I wonder if grokking is evidence for, or against, the Mignard et al view that SGD on big neural nets is basically a faster approximation of rejection sampling. Here’s an argument that it’s evidence against:
--Either the “grokked algorithm circuit” is simpler, or not simpler, than the “memorization circuit.”
--If it’s simpler, then rejection sampling would reach the grokked algorithm circuit prior to reaching the memorization circuit, which is not what we see.
--If it’s not simpler, then rejection sampling would briefly stumble across the grokked algorithm circuit eventually but immediately return to the memorization circuit.
OTOH maybe Mignard could reply that indeed, for small neural nets like these ones SGD is not merely an approximation of rejection sampling but rather meanders a lot, creating a situation where more complex circuits (the memorization ones) can have broader basins of attraction than simpler circuits (the grokked algorithm). But eventually SGD randomly jumps its way to the simpler circuit and then stays there. idk.
I feel like everyone is taking the SGD = rejection sampling view way too seriously. From the Mingard et al paper:
We argue here that the inductive bias found in DNNs trained by SGD or related optimisers, is, to first order, determined by the parameter-function map of an untrained DNN. While on a log scale we find PSGD(f|S) ≈ PB(f|S) there are also measurable second order deviations that are sensitive to hyperparameter tuning and optimiser choice.
The first order effect is what lets you conclude that when you ask GPT-3 a novel question like “how many bonks are in a quoit”, that it has never been trained on, you can expect that it won’t just start stringing characters together in a random way, but will probably respond with English words.
The second order effects could be what tells you whether or not it is going to respond with “there are three bonks in a quoit” or “that’s a nonsense question”. (Or maybe not! Maybe random sampling has a specific strong posterior there, and SGD does too! But it seems hard to know one way or the other.) Most alignment-relevant properties seem like they are in this class.
Grokking occurs in a weird special case where it seems there’s ~one answer that generalizes well and has much higher prior, and everything else is orders of magnitude less likely. I don’t really see why you should expect that results on MNIST should generalize to this situation.
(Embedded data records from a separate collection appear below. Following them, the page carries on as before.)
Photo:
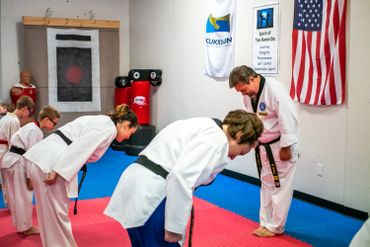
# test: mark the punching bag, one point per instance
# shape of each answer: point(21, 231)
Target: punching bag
point(140, 101)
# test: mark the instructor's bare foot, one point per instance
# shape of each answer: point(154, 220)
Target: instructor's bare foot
point(258, 230)
point(267, 234)
point(32, 231)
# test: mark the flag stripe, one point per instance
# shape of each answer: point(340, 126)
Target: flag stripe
point(319, 52)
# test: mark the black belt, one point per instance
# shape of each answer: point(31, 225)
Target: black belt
point(83, 169)
point(157, 169)
point(17, 150)
point(271, 160)
point(66, 139)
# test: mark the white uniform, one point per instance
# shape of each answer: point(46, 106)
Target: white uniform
point(362, 237)
point(9, 124)
point(20, 198)
point(193, 151)
point(279, 115)
point(91, 137)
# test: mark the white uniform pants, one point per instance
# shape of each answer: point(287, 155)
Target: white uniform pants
point(52, 206)
point(275, 202)
point(4, 187)
point(19, 197)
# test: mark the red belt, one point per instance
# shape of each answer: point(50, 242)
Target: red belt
point(5, 142)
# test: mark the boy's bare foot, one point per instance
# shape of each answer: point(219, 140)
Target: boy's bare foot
point(32, 231)
point(266, 233)
point(258, 230)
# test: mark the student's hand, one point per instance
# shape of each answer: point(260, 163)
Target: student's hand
point(285, 153)
point(172, 237)
point(51, 177)
point(29, 184)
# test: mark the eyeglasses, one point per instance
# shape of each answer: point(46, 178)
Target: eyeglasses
point(54, 123)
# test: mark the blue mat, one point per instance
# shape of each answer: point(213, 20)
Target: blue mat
point(315, 225)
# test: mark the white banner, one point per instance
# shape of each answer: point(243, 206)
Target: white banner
point(219, 38)
point(74, 69)
point(266, 40)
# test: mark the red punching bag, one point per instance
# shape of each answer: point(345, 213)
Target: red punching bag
point(140, 101)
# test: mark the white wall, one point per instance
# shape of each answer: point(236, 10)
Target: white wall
point(168, 34)
point(12, 52)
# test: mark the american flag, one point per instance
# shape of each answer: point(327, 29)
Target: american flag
point(319, 52)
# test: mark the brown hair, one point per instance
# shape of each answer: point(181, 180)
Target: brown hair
point(244, 127)
point(49, 112)
point(9, 106)
point(241, 74)
point(123, 113)
point(25, 101)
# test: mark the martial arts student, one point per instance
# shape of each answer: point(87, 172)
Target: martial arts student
point(276, 154)
point(362, 237)
point(56, 160)
point(18, 184)
point(9, 124)
point(153, 198)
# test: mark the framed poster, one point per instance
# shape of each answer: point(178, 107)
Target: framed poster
point(73, 69)
point(265, 56)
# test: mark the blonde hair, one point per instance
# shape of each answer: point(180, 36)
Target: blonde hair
point(49, 112)
point(123, 113)
point(241, 74)
point(244, 127)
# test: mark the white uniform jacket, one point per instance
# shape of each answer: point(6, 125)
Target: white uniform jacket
point(24, 138)
point(90, 136)
point(193, 151)
point(9, 124)
point(277, 112)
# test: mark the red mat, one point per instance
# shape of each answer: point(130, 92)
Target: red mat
point(213, 226)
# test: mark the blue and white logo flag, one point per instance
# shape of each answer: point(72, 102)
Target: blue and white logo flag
point(219, 38)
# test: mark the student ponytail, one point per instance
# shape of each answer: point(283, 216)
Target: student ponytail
point(123, 113)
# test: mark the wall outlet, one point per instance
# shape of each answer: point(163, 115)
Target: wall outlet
point(319, 169)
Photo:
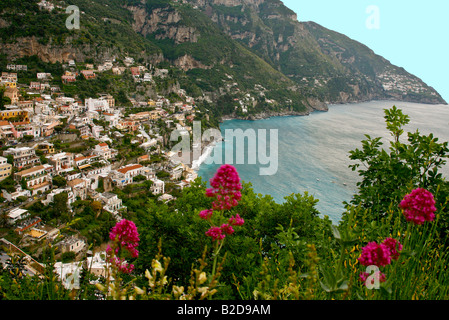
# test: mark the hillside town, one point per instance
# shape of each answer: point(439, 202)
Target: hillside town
point(87, 149)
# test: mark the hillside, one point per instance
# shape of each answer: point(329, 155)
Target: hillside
point(217, 50)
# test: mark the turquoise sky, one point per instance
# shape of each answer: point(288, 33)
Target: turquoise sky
point(412, 34)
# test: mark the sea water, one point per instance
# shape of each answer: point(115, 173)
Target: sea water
point(313, 151)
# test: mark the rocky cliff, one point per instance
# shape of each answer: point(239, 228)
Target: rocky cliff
point(225, 50)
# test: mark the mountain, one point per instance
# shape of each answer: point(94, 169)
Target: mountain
point(220, 51)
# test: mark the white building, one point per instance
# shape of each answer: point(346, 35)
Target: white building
point(17, 214)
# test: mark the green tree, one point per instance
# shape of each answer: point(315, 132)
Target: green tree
point(59, 181)
point(388, 174)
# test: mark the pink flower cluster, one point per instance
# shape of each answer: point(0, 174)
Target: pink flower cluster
point(419, 206)
point(379, 255)
point(225, 189)
point(375, 254)
point(125, 236)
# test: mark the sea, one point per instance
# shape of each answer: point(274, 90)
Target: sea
point(313, 151)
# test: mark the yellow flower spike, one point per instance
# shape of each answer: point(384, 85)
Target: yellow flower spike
point(202, 278)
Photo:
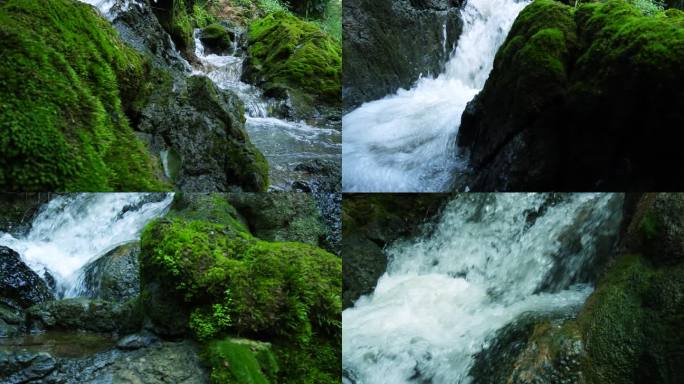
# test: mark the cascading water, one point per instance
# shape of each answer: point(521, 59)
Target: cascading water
point(284, 143)
point(488, 259)
point(407, 142)
point(72, 230)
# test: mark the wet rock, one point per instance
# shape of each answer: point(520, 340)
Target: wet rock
point(19, 285)
point(114, 276)
point(11, 321)
point(281, 217)
point(205, 128)
point(369, 223)
point(217, 39)
point(549, 119)
point(136, 341)
point(85, 314)
point(23, 366)
point(138, 27)
point(160, 363)
point(287, 55)
point(381, 50)
point(18, 209)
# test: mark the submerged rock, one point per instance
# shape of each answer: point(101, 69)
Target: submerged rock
point(388, 44)
point(584, 98)
point(19, 285)
point(114, 276)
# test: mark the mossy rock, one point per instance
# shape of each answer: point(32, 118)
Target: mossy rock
point(240, 361)
point(627, 332)
point(217, 38)
point(286, 52)
point(206, 267)
point(581, 98)
point(61, 85)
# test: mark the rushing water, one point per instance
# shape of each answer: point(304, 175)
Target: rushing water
point(285, 143)
point(488, 259)
point(73, 230)
point(406, 142)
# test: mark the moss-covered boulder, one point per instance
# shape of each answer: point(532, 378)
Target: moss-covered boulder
point(241, 361)
point(85, 314)
point(204, 274)
point(202, 128)
point(217, 38)
point(287, 54)
point(61, 113)
point(585, 98)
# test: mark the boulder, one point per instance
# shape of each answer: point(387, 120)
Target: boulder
point(19, 285)
point(158, 363)
point(204, 126)
point(23, 366)
point(18, 209)
point(86, 315)
point(369, 223)
point(388, 44)
point(281, 217)
point(580, 99)
point(114, 276)
point(289, 56)
point(217, 39)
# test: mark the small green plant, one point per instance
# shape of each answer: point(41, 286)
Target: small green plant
point(648, 7)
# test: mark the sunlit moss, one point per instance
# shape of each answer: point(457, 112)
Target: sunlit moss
point(64, 128)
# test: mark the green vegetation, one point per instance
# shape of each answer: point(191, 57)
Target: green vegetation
point(286, 52)
point(61, 112)
point(241, 361)
point(231, 283)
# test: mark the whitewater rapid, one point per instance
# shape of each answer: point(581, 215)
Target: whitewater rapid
point(486, 261)
point(74, 229)
point(406, 142)
point(285, 143)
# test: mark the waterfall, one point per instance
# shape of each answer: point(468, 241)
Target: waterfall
point(74, 229)
point(406, 142)
point(285, 143)
point(488, 259)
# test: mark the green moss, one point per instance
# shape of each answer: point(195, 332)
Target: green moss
point(241, 362)
point(233, 283)
point(63, 75)
point(287, 52)
point(649, 226)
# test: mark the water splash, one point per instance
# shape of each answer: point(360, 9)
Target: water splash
point(445, 294)
point(406, 142)
point(285, 143)
point(72, 230)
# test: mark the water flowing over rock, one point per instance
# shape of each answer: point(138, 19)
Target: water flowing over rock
point(445, 294)
point(74, 229)
point(388, 44)
point(406, 142)
point(19, 285)
point(564, 110)
point(114, 276)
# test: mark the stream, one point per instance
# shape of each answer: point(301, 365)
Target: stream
point(488, 259)
point(73, 230)
point(406, 142)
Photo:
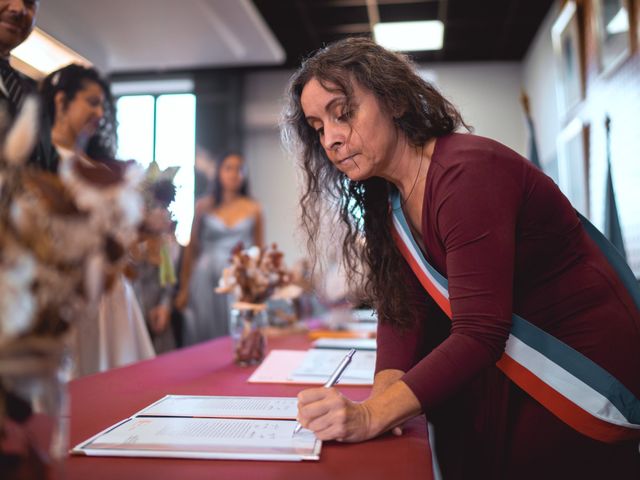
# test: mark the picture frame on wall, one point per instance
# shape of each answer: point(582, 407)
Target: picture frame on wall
point(613, 32)
point(567, 46)
point(573, 164)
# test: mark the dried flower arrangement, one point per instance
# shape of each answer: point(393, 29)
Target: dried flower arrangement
point(63, 239)
point(154, 245)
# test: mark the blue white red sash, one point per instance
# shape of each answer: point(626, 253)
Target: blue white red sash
point(572, 387)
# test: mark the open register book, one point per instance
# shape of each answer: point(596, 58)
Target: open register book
point(234, 428)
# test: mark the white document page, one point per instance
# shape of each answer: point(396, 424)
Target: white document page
point(204, 438)
point(223, 407)
point(346, 343)
point(321, 363)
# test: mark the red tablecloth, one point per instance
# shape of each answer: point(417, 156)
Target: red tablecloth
point(98, 401)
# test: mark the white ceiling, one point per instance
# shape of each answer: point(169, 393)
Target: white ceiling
point(144, 35)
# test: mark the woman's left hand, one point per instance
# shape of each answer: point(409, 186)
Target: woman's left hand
point(332, 416)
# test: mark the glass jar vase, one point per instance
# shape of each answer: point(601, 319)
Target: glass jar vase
point(247, 322)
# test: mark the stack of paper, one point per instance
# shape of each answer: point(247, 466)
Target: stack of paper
point(248, 428)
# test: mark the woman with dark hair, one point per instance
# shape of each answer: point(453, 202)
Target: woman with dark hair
point(460, 233)
point(78, 101)
point(222, 220)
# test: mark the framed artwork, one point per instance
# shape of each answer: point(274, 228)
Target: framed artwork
point(567, 46)
point(612, 32)
point(573, 171)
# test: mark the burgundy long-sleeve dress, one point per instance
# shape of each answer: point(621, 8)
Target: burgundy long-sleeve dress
point(508, 241)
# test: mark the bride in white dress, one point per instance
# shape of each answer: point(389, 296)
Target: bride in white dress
point(79, 104)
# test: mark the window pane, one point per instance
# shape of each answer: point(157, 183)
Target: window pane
point(175, 145)
point(135, 128)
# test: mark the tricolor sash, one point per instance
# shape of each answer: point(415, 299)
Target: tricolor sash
point(572, 387)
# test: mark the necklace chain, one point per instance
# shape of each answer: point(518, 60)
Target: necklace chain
point(415, 182)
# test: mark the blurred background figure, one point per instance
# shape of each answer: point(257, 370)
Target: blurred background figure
point(18, 20)
point(223, 219)
point(79, 103)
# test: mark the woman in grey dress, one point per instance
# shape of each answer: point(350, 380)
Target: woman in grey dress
point(222, 220)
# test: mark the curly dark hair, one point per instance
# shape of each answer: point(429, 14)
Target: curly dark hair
point(70, 80)
point(376, 264)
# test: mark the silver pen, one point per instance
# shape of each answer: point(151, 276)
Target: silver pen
point(335, 376)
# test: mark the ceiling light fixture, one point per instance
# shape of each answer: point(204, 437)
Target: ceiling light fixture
point(43, 54)
point(410, 36)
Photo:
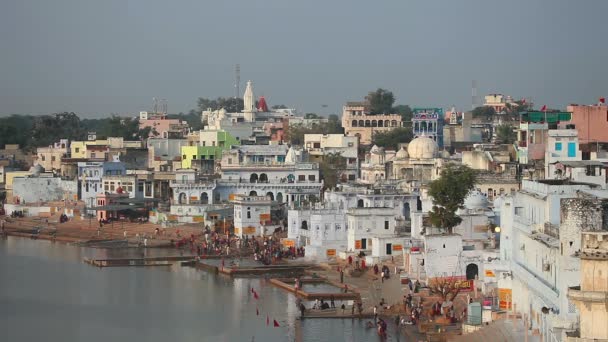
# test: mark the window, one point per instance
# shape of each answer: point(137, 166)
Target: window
point(571, 149)
point(558, 146)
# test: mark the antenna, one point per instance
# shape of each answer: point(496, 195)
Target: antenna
point(473, 94)
point(237, 79)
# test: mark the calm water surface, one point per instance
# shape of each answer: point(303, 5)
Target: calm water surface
point(48, 294)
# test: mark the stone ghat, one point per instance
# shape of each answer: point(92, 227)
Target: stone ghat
point(138, 262)
point(261, 270)
point(284, 284)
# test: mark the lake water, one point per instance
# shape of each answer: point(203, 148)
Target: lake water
point(48, 294)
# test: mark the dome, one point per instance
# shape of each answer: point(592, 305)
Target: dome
point(402, 154)
point(422, 148)
point(377, 150)
point(476, 200)
point(37, 169)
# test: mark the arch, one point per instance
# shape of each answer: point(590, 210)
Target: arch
point(263, 178)
point(271, 195)
point(472, 271)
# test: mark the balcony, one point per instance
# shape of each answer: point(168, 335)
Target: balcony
point(575, 293)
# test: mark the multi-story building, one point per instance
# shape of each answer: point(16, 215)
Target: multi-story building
point(532, 135)
point(428, 122)
point(591, 296)
point(50, 157)
point(591, 122)
point(358, 122)
point(319, 146)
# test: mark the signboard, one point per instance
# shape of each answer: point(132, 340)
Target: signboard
point(288, 242)
point(504, 299)
point(249, 230)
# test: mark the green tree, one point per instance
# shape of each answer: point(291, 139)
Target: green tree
point(392, 138)
point(405, 111)
point(449, 192)
point(380, 101)
point(483, 111)
point(330, 168)
point(505, 134)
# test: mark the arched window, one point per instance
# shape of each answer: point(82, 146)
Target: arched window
point(271, 195)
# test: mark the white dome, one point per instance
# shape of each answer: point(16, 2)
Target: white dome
point(476, 200)
point(402, 154)
point(422, 148)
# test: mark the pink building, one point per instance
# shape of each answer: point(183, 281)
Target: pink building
point(591, 122)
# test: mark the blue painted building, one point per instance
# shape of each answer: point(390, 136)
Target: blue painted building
point(428, 122)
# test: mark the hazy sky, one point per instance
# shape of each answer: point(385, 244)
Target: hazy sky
point(96, 57)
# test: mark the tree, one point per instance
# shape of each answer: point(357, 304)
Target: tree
point(405, 111)
point(483, 111)
point(392, 138)
point(505, 134)
point(380, 101)
point(331, 167)
point(448, 193)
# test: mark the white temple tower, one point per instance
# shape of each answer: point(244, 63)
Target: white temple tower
point(249, 103)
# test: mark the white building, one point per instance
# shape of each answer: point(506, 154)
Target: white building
point(540, 233)
point(251, 215)
point(320, 145)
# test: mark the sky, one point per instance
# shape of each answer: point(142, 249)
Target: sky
point(113, 56)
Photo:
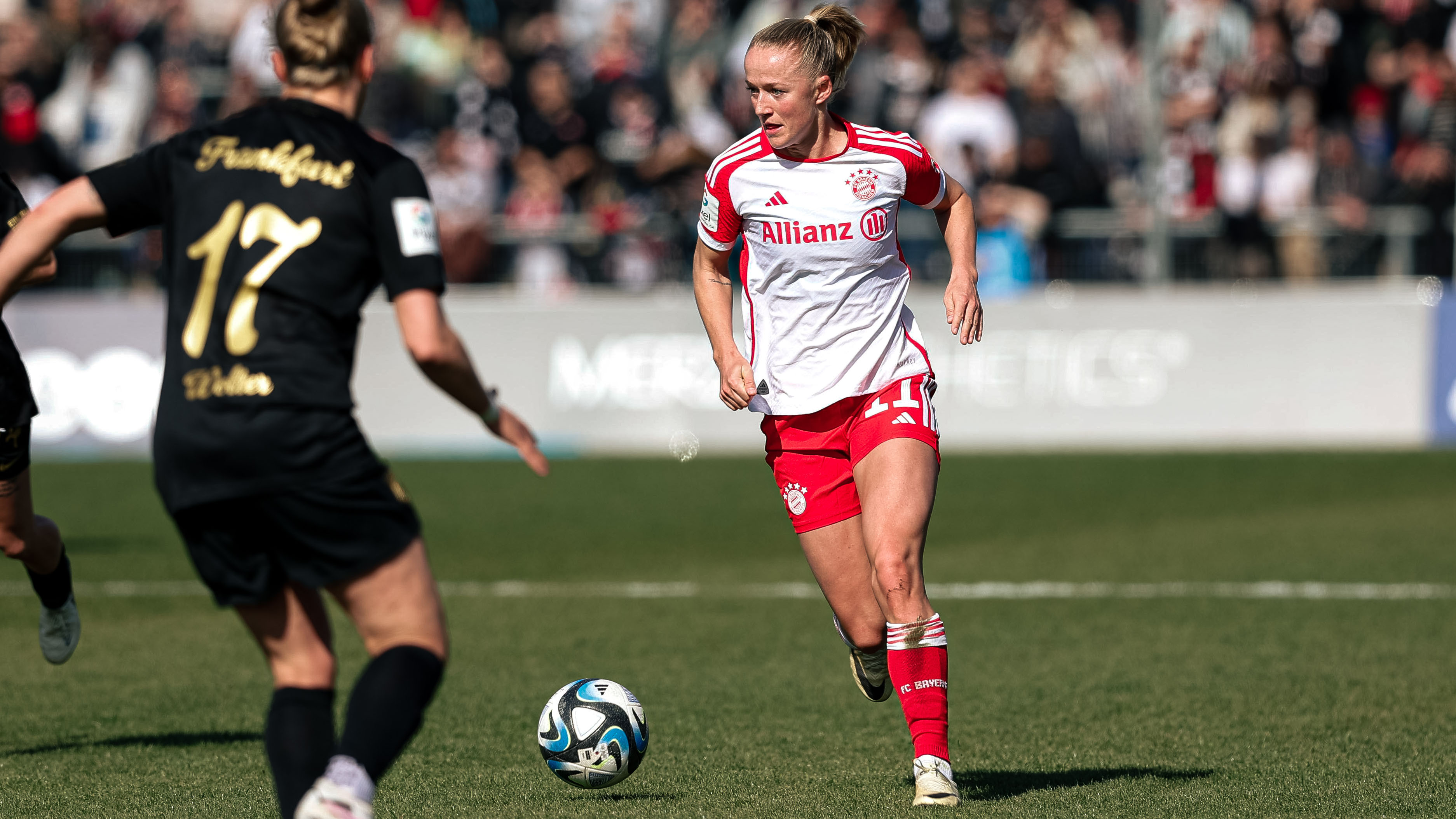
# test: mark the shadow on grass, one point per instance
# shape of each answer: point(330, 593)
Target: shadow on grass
point(627, 798)
point(175, 739)
point(989, 786)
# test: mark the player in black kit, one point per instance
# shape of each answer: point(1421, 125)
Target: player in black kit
point(277, 225)
point(25, 535)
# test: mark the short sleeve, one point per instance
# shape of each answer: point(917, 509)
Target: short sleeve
point(12, 204)
point(718, 222)
point(405, 234)
point(136, 190)
point(925, 181)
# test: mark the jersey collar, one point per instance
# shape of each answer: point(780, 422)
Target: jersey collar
point(849, 143)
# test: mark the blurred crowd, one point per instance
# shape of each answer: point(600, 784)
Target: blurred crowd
point(565, 140)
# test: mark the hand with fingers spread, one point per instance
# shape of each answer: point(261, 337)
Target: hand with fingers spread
point(963, 307)
point(736, 385)
point(516, 433)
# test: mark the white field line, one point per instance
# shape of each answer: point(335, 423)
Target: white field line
point(1037, 591)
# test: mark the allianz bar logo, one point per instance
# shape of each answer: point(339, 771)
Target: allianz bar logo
point(794, 234)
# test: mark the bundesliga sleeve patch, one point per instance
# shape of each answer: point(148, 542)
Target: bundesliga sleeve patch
point(710, 213)
point(415, 224)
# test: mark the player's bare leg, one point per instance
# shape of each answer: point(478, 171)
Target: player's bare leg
point(293, 632)
point(840, 563)
point(35, 541)
point(398, 613)
point(896, 484)
point(398, 604)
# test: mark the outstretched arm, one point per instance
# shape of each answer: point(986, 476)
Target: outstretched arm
point(714, 292)
point(963, 304)
point(25, 257)
point(440, 354)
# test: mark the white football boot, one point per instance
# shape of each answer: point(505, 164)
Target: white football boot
point(60, 632)
point(935, 783)
point(871, 674)
point(333, 801)
point(871, 669)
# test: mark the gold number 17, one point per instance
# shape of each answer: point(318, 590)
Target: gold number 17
point(263, 222)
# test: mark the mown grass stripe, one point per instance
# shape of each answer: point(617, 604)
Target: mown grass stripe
point(1034, 591)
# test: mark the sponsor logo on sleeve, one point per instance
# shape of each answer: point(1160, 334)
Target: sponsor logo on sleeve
point(415, 224)
point(710, 213)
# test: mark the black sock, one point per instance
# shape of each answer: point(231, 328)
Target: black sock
point(56, 588)
point(388, 703)
point(299, 739)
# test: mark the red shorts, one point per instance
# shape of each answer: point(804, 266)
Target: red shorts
point(814, 455)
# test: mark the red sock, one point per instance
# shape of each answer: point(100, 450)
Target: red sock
point(918, 669)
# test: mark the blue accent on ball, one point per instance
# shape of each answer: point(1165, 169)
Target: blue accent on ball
point(619, 737)
point(637, 731)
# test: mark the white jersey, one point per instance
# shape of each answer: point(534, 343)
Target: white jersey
point(825, 280)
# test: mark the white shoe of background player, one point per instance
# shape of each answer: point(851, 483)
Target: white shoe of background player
point(935, 783)
point(60, 632)
point(331, 801)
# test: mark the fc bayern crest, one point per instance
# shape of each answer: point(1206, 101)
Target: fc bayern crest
point(864, 184)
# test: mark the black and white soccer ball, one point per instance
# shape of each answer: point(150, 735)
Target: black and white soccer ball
point(593, 733)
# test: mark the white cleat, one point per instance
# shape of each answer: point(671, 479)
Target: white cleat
point(935, 783)
point(871, 674)
point(331, 801)
point(60, 632)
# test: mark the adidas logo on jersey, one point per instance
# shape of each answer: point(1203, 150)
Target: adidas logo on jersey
point(795, 234)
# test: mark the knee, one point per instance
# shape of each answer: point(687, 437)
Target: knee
point(14, 543)
point(310, 668)
point(893, 573)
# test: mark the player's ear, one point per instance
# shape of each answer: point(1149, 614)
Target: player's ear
point(364, 68)
point(823, 88)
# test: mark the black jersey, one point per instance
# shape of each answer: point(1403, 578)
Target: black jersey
point(277, 226)
point(17, 403)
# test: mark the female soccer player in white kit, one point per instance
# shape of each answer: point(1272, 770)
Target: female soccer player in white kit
point(835, 359)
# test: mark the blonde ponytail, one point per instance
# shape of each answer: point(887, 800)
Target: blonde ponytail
point(826, 40)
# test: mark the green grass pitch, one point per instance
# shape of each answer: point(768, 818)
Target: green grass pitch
point(1093, 707)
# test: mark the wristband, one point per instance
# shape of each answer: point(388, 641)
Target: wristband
point(493, 414)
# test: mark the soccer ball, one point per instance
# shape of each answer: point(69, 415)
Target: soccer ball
point(593, 733)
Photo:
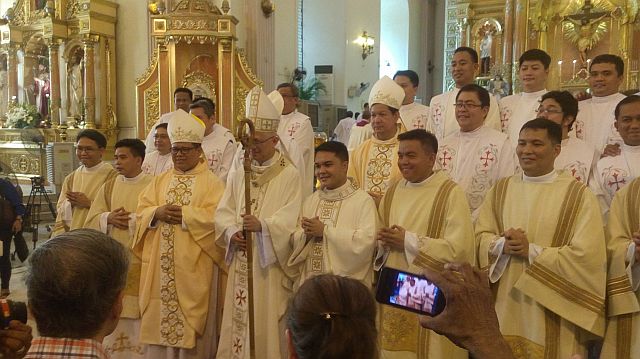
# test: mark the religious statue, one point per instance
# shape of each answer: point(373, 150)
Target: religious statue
point(585, 29)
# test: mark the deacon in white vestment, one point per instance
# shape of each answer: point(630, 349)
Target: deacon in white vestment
point(614, 173)
point(276, 200)
point(412, 114)
point(337, 228)
point(296, 133)
point(517, 109)
point(182, 98)
point(595, 121)
point(577, 157)
point(159, 161)
point(442, 118)
point(218, 144)
point(475, 157)
point(113, 213)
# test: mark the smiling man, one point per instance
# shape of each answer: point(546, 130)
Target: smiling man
point(337, 228)
point(538, 234)
point(113, 213)
point(441, 232)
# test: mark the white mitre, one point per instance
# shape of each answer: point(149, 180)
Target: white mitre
point(263, 111)
point(387, 92)
point(184, 127)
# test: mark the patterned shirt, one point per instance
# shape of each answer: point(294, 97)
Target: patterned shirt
point(53, 348)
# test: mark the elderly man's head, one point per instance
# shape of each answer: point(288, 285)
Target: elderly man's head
point(75, 283)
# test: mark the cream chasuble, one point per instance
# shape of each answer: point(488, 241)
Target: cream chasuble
point(623, 283)
point(414, 115)
point(87, 181)
point(475, 161)
point(350, 217)
point(179, 263)
point(442, 114)
point(595, 121)
point(296, 127)
point(578, 158)
point(116, 193)
point(219, 147)
point(374, 164)
point(155, 163)
point(276, 201)
point(613, 173)
point(438, 228)
point(557, 294)
point(516, 110)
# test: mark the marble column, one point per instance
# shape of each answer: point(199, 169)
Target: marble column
point(89, 82)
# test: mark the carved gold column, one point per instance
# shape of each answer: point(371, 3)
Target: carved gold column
point(54, 75)
point(89, 42)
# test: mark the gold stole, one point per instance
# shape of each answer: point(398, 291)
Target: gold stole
point(400, 328)
point(260, 178)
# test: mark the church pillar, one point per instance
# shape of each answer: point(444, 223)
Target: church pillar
point(54, 75)
point(89, 82)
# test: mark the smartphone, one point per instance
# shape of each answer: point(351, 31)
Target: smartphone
point(409, 291)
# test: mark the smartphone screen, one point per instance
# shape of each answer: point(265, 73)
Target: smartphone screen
point(409, 291)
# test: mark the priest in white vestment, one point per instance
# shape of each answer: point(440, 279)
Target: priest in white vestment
point(477, 156)
point(595, 121)
point(79, 188)
point(295, 127)
point(175, 241)
point(517, 109)
point(373, 163)
point(218, 144)
point(426, 222)
point(159, 161)
point(182, 98)
point(442, 118)
point(577, 157)
point(540, 236)
point(337, 227)
point(276, 199)
point(113, 212)
point(613, 173)
point(412, 114)
point(622, 339)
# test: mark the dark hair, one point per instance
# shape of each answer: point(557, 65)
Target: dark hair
point(183, 90)
point(294, 88)
point(427, 139)
point(335, 147)
point(134, 145)
point(535, 55)
point(473, 53)
point(609, 59)
point(333, 317)
point(206, 105)
point(483, 94)
point(73, 280)
point(567, 102)
point(554, 130)
point(625, 101)
point(410, 74)
point(93, 135)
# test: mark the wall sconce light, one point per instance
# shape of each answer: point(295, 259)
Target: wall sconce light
point(366, 41)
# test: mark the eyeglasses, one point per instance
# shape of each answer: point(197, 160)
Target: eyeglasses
point(466, 106)
point(183, 150)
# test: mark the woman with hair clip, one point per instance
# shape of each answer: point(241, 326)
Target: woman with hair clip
point(332, 317)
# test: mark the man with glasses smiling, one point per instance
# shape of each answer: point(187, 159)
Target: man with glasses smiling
point(80, 186)
point(174, 238)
Thanks! I’m not sure I understand your argument, but I think that’s my fault rather than yours, since tbh I don’t fully understand the Mingard et al paper itself, only its conclusion.
I wonder if grokking is evidence for, or against, the Mignard et al view that SGD on big neural nets is basically a faster approximation of rejection sampling. Here’s an argument that it’s evidence against:
--Either the “grokked algorithm circuit” is simpler, or not simpler, than the “memorization circuit.”
--If it’s simpler, then rejection sampling would reach the grokked algorithm circuit prior to reaching the memorization circuit, which is not what we see.
--If it’s not simpler, then rejection sampling would briefly stumble across the grokked algorithm circuit eventually but immediately return to the memorization circuit.
OTOH maybe Mignard could reply that indeed, for small neural nets like these ones SGD is not merely an approximation of rejection sampling but rather meanders a lot, creating a situation where more complex circuits (the memorization ones) can have broader basins of attraction than simpler circuits (the grokked algorithm). But eventually SGD randomly jumps its way to the simpler circuit and then stays there. idk.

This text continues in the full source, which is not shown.